Wage and Hour Division, Labor.

ACTION:

Notice of public hearing.

SUMMARY:

The Wage and Hour Division (WHD) will hold a public hearing on its Notice of Proposed Rulemaking (NPRM), Child Labor Regulations, Orders and Statements of Interpretation; Child Labor Violations—Civil Money Penalties to give interested persons an opportunity to present comments on the proposed rule. In the NPRM, the Department proposes to revise the child labor regulations issued pursuant to the Fair Labor Standards Act (FLSA) which set forth the criteria for the permissible employment of minors under 16 years of age in agricultural and under 18 years in nonagricultural occupations. The NPRM proposes to implement specific recommendations made by the National Institute for Occupational Safety and Health, increase parity between the agricultural and nonagricultural child labor provisions, and also address other areas that can be improved, which were identified by the Department's own enforcement actions.
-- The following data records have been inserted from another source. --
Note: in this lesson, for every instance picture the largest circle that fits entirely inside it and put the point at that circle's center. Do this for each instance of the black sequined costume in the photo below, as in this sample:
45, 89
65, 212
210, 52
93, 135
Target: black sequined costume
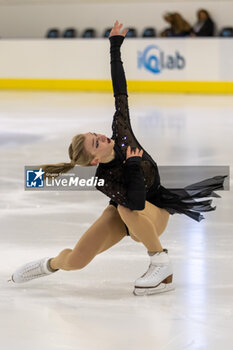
133, 181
The NPRM was published in the Federal Register on September 2, 2011, and the comment period runs through November 1, 2011.

DATES:

The public hearing will be held on October 14, 2011 from 10 a.m.-12 noon, EST in Tampa, Florida. All requests to speak at the hearing must be received by 5 p.m. EST, October 11, 2011.

ADDRESSES:

Persons interested in presenting testimony at this public hearing must submit notice of their intent to participate in the hearing and their name, title, organization, and e-mail address using one of the following methods:

Electronic. You may submit requests to speak at the public hearing and requests for special accommodations to attend the hearing at: WHDForum@dol.gov.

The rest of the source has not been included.